- Born: c. 1956 Santa Catarina, Brazil
- Other names: El Parito Loco ("The Crazy Duck") "The Baron of Cocaine"
- Criminal charges: Drug trafficking and smuggling
- Children: María Isabell Rastelly

= Paul Lir Alexander =

Brazilian drug lord (born c. 1956)

Paul Lir Alexander, also known as El Parito Loco, is a Brazilian drug lord. He is one of the richest drug lords in Brazil, having a net worth of more than $870 million.

==Biography==
Alexander was born in Santa Catarina and joined military service in the Israeli Army and the Mossad. He later worked as a Drug Enforcement Administration (DEA) agent before becoming the leader of a drug-smuggling ring in Brazil.

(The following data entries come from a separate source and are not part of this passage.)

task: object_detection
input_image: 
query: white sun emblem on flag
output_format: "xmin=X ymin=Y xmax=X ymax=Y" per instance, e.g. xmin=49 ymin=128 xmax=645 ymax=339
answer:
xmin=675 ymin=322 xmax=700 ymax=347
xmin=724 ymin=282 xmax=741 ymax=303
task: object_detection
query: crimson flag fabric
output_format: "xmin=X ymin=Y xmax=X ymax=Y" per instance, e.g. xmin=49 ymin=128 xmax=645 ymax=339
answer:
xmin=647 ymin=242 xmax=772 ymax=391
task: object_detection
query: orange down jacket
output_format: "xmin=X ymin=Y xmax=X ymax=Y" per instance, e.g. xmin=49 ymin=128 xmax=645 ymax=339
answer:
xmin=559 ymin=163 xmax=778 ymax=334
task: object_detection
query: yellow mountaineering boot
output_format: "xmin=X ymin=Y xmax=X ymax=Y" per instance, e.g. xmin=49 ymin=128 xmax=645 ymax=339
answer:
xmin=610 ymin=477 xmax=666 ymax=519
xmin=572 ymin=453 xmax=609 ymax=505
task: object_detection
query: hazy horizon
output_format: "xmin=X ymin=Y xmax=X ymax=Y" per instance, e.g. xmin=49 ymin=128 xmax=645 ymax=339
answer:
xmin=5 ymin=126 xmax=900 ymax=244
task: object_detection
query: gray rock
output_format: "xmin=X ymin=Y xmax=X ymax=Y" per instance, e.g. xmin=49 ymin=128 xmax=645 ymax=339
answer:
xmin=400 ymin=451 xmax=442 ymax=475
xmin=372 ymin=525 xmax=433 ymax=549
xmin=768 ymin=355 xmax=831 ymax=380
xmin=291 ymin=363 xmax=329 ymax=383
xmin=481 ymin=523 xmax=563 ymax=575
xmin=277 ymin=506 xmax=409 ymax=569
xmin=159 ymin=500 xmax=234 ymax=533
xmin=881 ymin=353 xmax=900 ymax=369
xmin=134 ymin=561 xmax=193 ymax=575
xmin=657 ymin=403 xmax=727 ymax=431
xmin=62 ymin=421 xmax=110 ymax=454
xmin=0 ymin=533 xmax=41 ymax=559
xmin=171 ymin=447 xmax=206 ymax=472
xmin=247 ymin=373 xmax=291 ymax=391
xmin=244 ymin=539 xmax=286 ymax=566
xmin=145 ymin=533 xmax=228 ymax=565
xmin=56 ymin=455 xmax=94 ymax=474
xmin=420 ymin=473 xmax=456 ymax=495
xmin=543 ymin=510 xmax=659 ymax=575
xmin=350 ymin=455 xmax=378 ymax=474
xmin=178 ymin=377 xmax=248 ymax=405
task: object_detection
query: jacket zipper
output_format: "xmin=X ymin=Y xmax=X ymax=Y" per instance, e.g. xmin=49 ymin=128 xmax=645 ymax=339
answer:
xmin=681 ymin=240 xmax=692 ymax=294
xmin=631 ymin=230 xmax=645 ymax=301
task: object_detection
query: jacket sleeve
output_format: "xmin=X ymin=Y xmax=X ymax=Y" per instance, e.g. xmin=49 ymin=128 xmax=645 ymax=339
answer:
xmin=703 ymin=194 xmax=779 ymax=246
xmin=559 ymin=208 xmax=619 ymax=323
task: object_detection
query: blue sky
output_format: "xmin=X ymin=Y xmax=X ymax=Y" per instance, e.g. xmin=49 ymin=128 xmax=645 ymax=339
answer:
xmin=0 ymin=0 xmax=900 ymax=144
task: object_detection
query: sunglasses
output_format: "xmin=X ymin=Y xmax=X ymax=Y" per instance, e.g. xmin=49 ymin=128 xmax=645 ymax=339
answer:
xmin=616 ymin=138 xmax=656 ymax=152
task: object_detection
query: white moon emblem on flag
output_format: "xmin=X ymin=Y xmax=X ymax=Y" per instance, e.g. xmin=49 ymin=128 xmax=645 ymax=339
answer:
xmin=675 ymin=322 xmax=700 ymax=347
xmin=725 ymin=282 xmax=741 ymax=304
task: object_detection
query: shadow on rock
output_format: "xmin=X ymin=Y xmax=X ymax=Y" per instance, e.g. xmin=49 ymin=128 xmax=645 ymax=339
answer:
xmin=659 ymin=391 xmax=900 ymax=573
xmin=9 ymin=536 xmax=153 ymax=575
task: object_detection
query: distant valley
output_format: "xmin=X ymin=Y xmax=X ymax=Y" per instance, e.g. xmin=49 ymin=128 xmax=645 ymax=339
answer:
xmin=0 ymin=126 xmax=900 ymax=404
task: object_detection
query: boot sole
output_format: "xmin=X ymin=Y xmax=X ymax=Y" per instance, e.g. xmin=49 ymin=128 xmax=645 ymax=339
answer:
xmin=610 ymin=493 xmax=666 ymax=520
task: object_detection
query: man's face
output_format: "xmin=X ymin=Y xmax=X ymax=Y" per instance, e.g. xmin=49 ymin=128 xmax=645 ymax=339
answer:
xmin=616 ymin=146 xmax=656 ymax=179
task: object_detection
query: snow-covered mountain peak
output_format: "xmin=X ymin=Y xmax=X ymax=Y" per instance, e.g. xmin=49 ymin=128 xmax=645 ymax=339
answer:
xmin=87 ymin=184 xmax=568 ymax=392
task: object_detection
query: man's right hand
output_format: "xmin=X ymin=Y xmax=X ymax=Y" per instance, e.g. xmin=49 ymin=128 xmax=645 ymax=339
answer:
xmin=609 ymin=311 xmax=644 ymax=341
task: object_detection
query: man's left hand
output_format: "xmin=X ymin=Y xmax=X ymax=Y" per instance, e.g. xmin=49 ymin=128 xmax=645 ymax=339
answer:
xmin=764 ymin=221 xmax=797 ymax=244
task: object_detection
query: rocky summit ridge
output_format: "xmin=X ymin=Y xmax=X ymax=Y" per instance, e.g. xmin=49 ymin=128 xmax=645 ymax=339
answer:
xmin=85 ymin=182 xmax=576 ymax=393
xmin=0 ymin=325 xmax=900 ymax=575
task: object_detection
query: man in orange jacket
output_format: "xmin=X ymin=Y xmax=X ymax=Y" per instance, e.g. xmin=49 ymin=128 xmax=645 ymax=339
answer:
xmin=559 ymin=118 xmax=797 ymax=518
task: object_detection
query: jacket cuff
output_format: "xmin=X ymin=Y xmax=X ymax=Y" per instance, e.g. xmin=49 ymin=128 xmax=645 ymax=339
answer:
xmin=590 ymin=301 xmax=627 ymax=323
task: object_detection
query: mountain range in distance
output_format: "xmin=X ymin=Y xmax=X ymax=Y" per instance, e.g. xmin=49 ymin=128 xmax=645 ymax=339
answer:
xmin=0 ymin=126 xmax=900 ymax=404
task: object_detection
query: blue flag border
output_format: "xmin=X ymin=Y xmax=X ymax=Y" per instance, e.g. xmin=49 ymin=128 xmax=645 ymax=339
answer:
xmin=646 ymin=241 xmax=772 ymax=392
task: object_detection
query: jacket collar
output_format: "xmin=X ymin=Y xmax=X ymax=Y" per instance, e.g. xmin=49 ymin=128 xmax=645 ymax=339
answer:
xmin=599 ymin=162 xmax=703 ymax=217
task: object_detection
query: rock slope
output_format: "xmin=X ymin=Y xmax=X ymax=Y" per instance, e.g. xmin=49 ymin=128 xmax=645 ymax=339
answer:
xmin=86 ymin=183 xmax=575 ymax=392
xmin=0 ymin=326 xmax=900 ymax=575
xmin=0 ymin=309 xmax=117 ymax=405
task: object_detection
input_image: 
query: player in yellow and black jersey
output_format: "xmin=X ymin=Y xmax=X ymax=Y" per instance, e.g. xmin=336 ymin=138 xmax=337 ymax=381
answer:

He was reported to have been among the wealthiest of Rio de Janeiro's drug lords, with an estimated $20 million in assets, primarily in the form of real estate. Alexander specialized in sending cocaine to the United States inside electrical transformers. He owned various ranches in Brazil, his own business jet and a yacht worth $25 million.

Alexander was arrested by the DEA in 1993 and spent 17 years in prison. He was arrested again in Brazil and sentenced to 42 years' imprisonment before disappearing while on a temporary release from a Brazilian prison in 2010.